Andrew Ziffo
- Full name: Andrew George Ziffo
- Country (sports): GBR
- Born: 11 August 1868 Kensington, London, England
- Died: 28 May 1955 (age 87) Paddington, London, England
- Turned pro: 1885 (amateur tour)
- Retired: 1891

Singles
- Career record: 44–10
- Career titles: 3

Grand Slam singles results
- Wimbledon: QF (1889)

Doubles

Grand Slam doubles results
- Wimbledon: F (1888)

= Andrew Ziffo =

British tennis player

Andrew George Ziffo (11 August 1868 – 28 May 1955) also known as A.G. Ziffo, was a British tennis player who competed at the Wimbledon Championships four times between 1887 and 1890. He was a quarter finalist in men's singles in 1889, and was a finalist in the men's doubles partnering Ernest George Meers in 1888. He was active from 1885 to 1891 and won 3 career singles titles.

==Career==
Ziffo was born Kensington, London, England on 11 August 1868. He played his first tournament at the South of England Championships in Eastbourne in 1885. In April 1887, he competed at the British Covered Court Championships at Hyde Park, London where he reached the all-comers final, but was beaten by Ernest Wool Lewis.

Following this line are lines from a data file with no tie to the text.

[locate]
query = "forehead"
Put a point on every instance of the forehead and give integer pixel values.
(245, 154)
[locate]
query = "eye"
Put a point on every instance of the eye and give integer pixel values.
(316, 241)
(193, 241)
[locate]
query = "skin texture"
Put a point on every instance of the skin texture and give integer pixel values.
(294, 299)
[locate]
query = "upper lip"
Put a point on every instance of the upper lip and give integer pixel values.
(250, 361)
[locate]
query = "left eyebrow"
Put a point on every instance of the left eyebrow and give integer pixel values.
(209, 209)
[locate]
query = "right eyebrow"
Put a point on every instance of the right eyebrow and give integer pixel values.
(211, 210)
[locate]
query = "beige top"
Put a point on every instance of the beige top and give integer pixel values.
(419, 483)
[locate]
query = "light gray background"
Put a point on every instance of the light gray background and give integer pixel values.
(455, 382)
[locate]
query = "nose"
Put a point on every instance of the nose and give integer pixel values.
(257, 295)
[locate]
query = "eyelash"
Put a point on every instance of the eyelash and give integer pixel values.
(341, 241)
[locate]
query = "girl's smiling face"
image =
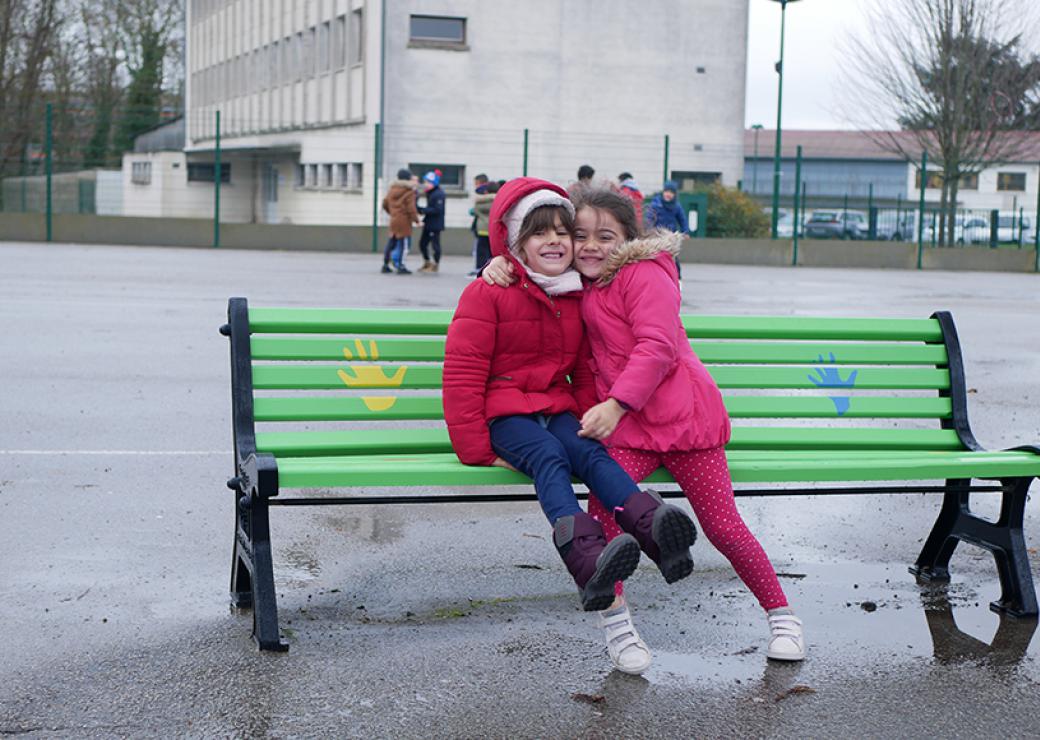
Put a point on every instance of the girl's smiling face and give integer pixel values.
(597, 234)
(549, 249)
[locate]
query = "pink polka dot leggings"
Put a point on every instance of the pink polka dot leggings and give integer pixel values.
(703, 475)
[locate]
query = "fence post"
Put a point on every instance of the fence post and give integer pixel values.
(665, 177)
(525, 152)
(794, 220)
(48, 142)
(375, 187)
(216, 185)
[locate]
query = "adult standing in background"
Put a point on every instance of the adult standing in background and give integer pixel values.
(433, 221)
(628, 187)
(399, 203)
(665, 212)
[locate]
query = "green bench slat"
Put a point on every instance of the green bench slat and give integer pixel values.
(363, 442)
(429, 377)
(313, 377)
(361, 348)
(395, 350)
(395, 408)
(746, 466)
(808, 353)
(348, 321)
(397, 321)
(812, 328)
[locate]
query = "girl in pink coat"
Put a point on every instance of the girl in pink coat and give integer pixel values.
(659, 406)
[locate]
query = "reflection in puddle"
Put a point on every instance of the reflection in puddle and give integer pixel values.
(374, 526)
(296, 564)
(952, 644)
(668, 666)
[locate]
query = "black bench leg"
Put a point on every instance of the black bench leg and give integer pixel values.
(933, 563)
(253, 572)
(1017, 595)
(1004, 538)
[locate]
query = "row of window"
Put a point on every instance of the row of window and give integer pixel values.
(320, 49)
(140, 173)
(341, 176)
(1006, 182)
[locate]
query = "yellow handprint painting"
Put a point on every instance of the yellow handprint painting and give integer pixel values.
(370, 376)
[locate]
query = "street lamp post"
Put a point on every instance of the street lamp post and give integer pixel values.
(776, 156)
(754, 173)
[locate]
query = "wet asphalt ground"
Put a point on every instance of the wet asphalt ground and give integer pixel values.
(449, 620)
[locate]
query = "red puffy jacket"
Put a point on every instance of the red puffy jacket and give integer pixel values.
(510, 351)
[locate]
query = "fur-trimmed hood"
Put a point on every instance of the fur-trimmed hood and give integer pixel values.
(645, 247)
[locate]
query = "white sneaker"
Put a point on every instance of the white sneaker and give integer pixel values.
(628, 653)
(787, 641)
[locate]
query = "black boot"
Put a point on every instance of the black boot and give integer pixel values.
(594, 563)
(664, 532)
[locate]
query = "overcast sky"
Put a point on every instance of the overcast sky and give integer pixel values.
(814, 28)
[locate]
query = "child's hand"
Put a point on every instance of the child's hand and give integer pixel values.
(600, 421)
(499, 271)
(499, 463)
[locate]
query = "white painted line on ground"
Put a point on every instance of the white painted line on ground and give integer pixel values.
(113, 452)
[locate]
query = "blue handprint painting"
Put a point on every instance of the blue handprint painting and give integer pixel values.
(827, 375)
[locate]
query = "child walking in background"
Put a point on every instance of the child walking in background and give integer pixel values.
(658, 405)
(482, 214)
(399, 203)
(508, 400)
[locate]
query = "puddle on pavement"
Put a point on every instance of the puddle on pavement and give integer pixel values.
(856, 614)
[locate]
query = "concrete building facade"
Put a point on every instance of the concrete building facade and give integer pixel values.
(466, 86)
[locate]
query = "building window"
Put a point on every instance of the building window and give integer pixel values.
(438, 29)
(325, 61)
(1014, 182)
(297, 56)
(140, 173)
(452, 176)
(968, 182)
(203, 172)
(285, 67)
(690, 181)
(357, 36)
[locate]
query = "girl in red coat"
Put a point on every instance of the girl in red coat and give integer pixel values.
(508, 400)
(658, 405)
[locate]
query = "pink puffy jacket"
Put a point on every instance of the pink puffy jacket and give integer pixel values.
(641, 355)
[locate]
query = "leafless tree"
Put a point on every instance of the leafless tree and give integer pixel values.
(954, 75)
(27, 30)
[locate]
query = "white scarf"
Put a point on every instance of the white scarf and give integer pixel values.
(556, 285)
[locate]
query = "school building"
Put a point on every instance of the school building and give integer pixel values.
(466, 86)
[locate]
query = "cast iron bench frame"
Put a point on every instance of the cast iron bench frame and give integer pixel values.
(256, 481)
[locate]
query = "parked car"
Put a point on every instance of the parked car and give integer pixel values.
(837, 225)
(897, 226)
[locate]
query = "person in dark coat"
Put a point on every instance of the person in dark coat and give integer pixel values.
(433, 221)
(665, 212)
(399, 203)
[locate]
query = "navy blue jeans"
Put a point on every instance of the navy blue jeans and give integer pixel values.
(548, 449)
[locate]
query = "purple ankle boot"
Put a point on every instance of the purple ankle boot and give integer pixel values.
(664, 532)
(593, 562)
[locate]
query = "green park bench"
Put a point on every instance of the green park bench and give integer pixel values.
(336, 405)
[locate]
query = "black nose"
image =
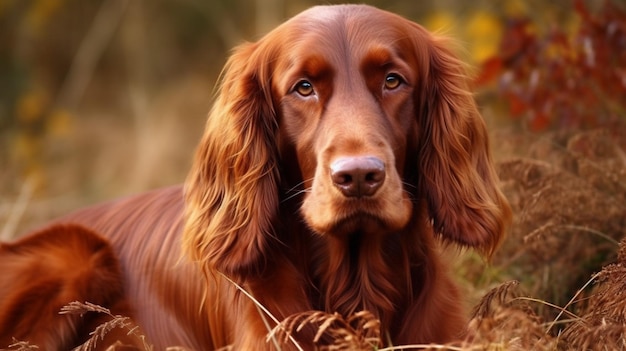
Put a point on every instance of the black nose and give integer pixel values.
(358, 176)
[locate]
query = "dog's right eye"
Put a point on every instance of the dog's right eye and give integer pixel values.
(304, 88)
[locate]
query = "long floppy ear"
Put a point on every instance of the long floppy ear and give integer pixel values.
(456, 171)
(231, 193)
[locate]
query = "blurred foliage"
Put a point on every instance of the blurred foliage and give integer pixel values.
(572, 76)
(97, 95)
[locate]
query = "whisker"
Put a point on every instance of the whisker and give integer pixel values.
(308, 190)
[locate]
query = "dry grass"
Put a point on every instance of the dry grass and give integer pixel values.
(563, 267)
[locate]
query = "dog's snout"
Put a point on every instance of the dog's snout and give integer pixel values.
(358, 176)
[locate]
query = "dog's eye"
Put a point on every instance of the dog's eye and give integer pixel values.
(392, 81)
(304, 88)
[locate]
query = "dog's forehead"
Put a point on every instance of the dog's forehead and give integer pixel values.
(341, 28)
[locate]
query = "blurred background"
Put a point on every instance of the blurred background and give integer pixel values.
(106, 98)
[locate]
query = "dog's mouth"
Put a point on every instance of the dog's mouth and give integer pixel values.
(359, 222)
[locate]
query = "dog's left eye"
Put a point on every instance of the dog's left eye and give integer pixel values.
(392, 81)
(304, 88)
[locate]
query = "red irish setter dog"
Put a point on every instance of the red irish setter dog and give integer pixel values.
(342, 149)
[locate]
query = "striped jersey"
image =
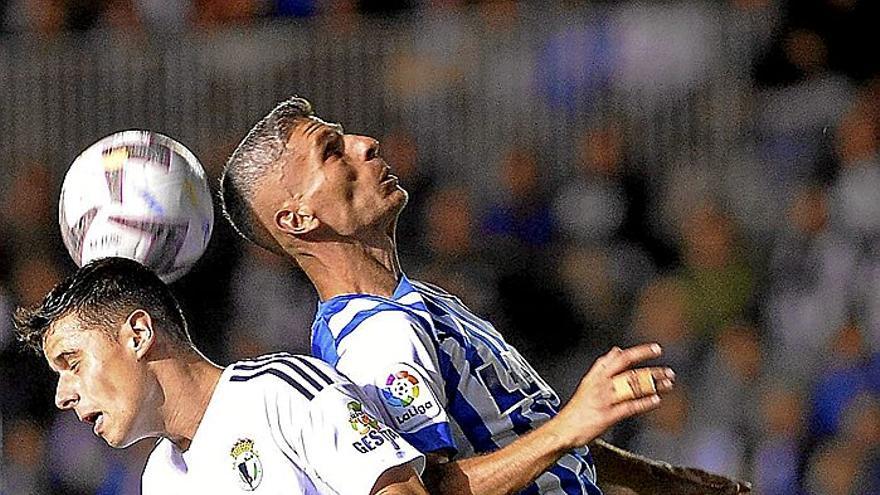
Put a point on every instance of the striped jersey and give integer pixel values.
(442, 377)
(277, 424)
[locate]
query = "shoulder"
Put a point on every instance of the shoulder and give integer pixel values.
(159, 467)
(282, 376)
(355, 312)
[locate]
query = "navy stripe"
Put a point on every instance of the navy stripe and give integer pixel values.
(464, 413)
(266, 357)
(573, 483)
(314, 383)
(280, 374)
(323, 345)
(310, 365)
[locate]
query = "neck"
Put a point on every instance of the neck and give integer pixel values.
(188, 384)
(352, 267)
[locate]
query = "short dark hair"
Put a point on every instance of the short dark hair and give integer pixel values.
(249, 164)
(100, 294)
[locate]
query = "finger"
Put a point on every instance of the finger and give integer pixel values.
(664, 378)
(623, 359)
(633, 384)
(664, 386)
(634, 407)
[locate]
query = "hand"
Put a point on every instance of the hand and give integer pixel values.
(595, 406)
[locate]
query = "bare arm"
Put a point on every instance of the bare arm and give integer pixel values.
(592, 409)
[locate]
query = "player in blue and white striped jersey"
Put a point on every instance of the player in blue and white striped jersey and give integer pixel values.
(445, 378)
(277, 424)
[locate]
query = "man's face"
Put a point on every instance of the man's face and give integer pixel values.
(100, 379)
(342, 179)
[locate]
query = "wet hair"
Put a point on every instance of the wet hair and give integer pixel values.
(250, 163)
(100, 295)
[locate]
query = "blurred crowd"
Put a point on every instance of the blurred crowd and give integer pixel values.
(759, 275)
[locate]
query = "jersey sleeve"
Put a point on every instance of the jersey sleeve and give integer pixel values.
(341, 442)
(391, 357)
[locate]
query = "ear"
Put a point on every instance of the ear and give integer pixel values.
(296, 222)
(139, 335)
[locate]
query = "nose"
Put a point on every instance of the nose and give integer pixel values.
(364, 147)
(66, 396)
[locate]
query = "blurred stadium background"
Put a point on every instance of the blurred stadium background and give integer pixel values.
(703, 174)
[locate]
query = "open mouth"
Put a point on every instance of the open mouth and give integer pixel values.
(387, 176)
(95, 418)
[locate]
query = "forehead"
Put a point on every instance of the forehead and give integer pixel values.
(68, 334)
(308, 132)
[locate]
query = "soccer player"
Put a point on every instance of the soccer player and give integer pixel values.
(446, 379)
(277, 424)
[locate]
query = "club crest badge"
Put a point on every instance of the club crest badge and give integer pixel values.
(246, 464)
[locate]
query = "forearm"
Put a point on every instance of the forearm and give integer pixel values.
(501, 472)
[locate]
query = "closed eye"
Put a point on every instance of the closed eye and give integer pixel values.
(333, 148)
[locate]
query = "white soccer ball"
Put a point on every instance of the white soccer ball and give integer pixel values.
(137, 195)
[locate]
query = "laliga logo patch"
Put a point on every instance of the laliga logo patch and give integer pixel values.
(246, 464)
(401, 389)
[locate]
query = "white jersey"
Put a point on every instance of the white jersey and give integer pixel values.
(277, 424)
(443, 377)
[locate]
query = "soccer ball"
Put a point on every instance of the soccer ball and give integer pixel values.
(137, 195)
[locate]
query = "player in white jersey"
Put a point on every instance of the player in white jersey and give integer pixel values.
(299, 187)
(277, 424)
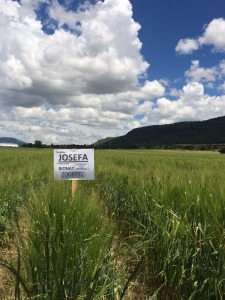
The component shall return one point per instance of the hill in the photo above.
(211, 131)
(10, 140)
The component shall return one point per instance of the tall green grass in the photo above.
(64, 245)
(169, 211)
(173, 203)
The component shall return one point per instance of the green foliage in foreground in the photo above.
(174, 205)
(169, 206)
(65, 253)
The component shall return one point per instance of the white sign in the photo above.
(74, 164)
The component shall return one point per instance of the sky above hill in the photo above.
(76, 71)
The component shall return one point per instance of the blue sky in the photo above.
(164, 23)
(76, 71)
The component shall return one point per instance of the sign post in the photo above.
(74, 164)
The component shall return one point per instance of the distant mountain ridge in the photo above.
(211, 131)
(10, 140)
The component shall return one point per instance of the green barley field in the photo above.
(150, 226)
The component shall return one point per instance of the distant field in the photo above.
(165, 216)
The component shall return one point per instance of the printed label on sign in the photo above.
(74, 164)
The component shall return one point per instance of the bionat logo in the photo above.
(76, 157)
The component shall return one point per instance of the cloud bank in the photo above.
(74, 75)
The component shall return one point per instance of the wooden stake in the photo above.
(74, 187)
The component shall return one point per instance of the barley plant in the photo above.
(63, 245)
(173, 205)
(150, 226)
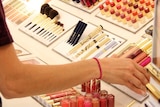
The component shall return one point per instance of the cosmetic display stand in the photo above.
(51, 54)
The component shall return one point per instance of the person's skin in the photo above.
(20, 80)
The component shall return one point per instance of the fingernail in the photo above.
(143, 93)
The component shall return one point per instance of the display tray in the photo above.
(48, 32)
(20, 51)
(131, 93)
(130, 15)
(82, 7)
(32, 60)
(100, 45)
(17, 11)
(122, 25)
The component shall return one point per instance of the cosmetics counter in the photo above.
(75, 31)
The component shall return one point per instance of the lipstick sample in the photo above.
(136, 13)
(75, 36)
(17, 11)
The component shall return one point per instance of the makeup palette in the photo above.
(94, 42)
(48, 25)
(86, 5)
(140, 52)
(31, 59)
(71, 98)
(128, 14)
(17, 11)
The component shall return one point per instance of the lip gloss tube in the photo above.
(80, 101)
(103, 101)
(140, 50)
(73, 102)
(59, 95)
(95, 32)
(87, 103)
(148, 13)
(141, 18)
(101, 7)
(134, 22)
(106, 11)
(145, 61)
(110, 100)
(95, 102)
(141, 56)
(89, 45)
(101, 43)
(65, 102)
(139, 44)
(10, 5)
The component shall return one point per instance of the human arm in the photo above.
(19, 80)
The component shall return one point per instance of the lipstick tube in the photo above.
(154, 91)
(95, 32)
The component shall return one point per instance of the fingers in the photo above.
(136, 89)
(142, 74)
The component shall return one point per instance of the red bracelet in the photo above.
(100, 69)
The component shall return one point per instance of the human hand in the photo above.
(126, 72)
(45, 1)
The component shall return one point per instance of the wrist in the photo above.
(99, 68)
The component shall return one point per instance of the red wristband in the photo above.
(99, 66)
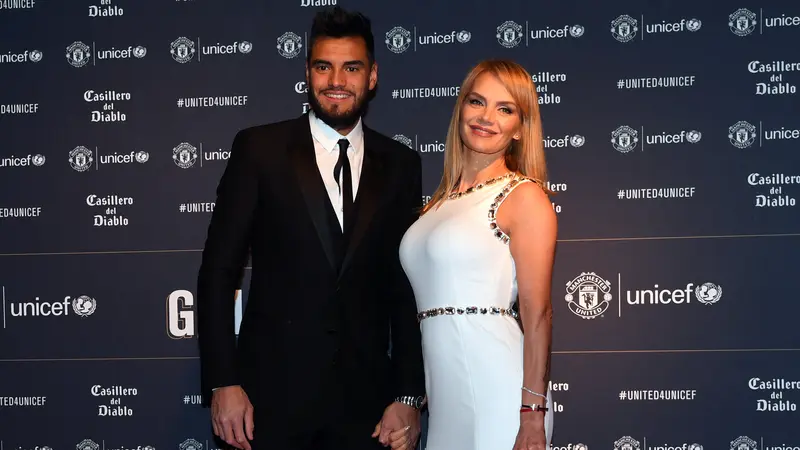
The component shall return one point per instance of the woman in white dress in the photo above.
(480, 260)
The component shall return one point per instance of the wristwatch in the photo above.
(414, 402)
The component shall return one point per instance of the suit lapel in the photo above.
(370, 188)
(303, 157)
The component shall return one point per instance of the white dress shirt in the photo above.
(326, 145)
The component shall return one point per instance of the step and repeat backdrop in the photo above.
(673, 141)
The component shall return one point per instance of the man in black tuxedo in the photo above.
(321, 202)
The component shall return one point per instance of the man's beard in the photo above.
(338, 120)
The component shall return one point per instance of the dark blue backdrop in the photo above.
(672, 138)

In July that year, he took part in the Middlesex Championships where he reached the quarter finals before losing to Harry Sibthorpe Barlow. The same month he played at the Wimbledon Championships for the first time where he entered the gentleman's doubles event partnered with William Taylor and reached the quarter finals losing to E Barratt-Smith and James Crispe.

In July 1888, Ziffo took part in the Wimbledon Championships he exited early in the men's singles in round two. However, in the men's doubles event partnered with Ernest George Meers they reached final, but lost in three sets to Ernest and William Renshaw. In September 1888, he won his first singles title at the South of England Championships against Harry S. Barlow.

In 1889, at the Wimbledon Championships, he reached the quarter finals in the singles event, but lost to Herbert Lawford in straight sets. He later retained the South of England Championships for the second time against Harry Grove. In 1890, he won his final and third consecutive South of England Championships title against James Baldwin in four sets. He played his last singles tournament at the South of England Meeting where he was aiming for a fourth consecutive title, however he was defeated in the final Harry Sibthorpe Barlow in three sets. Ziffo died in Paddington London England on 28 May 1955 age 87.